Planejamento no INSS pode garantir aposentadoria de 2 salários mínimos ou mais em 2026; saiba como funciona
Primeiramente, muitos trabalhadores começam a planejar o futuro e fazem a mesma pergunta: quanto preciso contribuir ao INSS para receber dois salários mínimos na aposentadoria. A resposta depende principalmente do valor das contribuições ao longo da carreira e do planejamento previdenciário.
Além disso, o Instituto Nacional do Seguro Social (INSS) paga benefícios de acordo com o histórico de contribuições do trabalhador.
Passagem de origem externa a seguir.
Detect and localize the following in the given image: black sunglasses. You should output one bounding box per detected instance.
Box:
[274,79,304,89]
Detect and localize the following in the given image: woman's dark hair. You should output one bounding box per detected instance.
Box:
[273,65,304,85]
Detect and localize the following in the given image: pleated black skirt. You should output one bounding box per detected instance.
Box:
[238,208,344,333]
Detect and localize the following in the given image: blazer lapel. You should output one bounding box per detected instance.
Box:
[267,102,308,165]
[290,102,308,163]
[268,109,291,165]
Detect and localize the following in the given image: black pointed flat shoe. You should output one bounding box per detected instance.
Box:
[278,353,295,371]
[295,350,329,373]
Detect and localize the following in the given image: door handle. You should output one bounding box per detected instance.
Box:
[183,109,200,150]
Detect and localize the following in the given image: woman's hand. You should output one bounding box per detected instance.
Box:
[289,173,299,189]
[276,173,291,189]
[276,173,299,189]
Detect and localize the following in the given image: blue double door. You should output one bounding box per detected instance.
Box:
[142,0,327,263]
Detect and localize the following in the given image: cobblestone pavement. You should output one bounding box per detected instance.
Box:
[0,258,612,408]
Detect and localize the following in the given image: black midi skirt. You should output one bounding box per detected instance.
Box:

Por isso, quem deseja receber um valor maior precisa contribuir sobre salários mais altos durante a vida profissional.
De acordo com especialistas em direito previdenciário ouvidos pelo portal ABL Advogados, entender as regras de contribuição ajuda o trabalhador a fazer escolhas financeiras que aumentam o valor do benefício no futuro.
Como funciona a contribuição para o INSS?
Antes de tudo, o INSS garante aposentadorias, pensões e diversos auxílios aos trabalhadores brasileiros. Para manter esse sistema, trabalhadores com carteira assinada, autônomos e contribuintes facultativos realizam contribuições mensais.
Além disso, essas contribuições seguem uma tabela progressiva, que define o percentual aplicado sobre o salário do trabalhador. Em 2026, o salário mínimo foi fixado em R$ 1.621, enquanto o teto previdenciário passou para R$ 8.475,55.
Tabela de contribuição do INSS em 2026
Atualmente, os trabalhadores contribuem conforme as faixas de renda estabelecidas pela Previdência Social.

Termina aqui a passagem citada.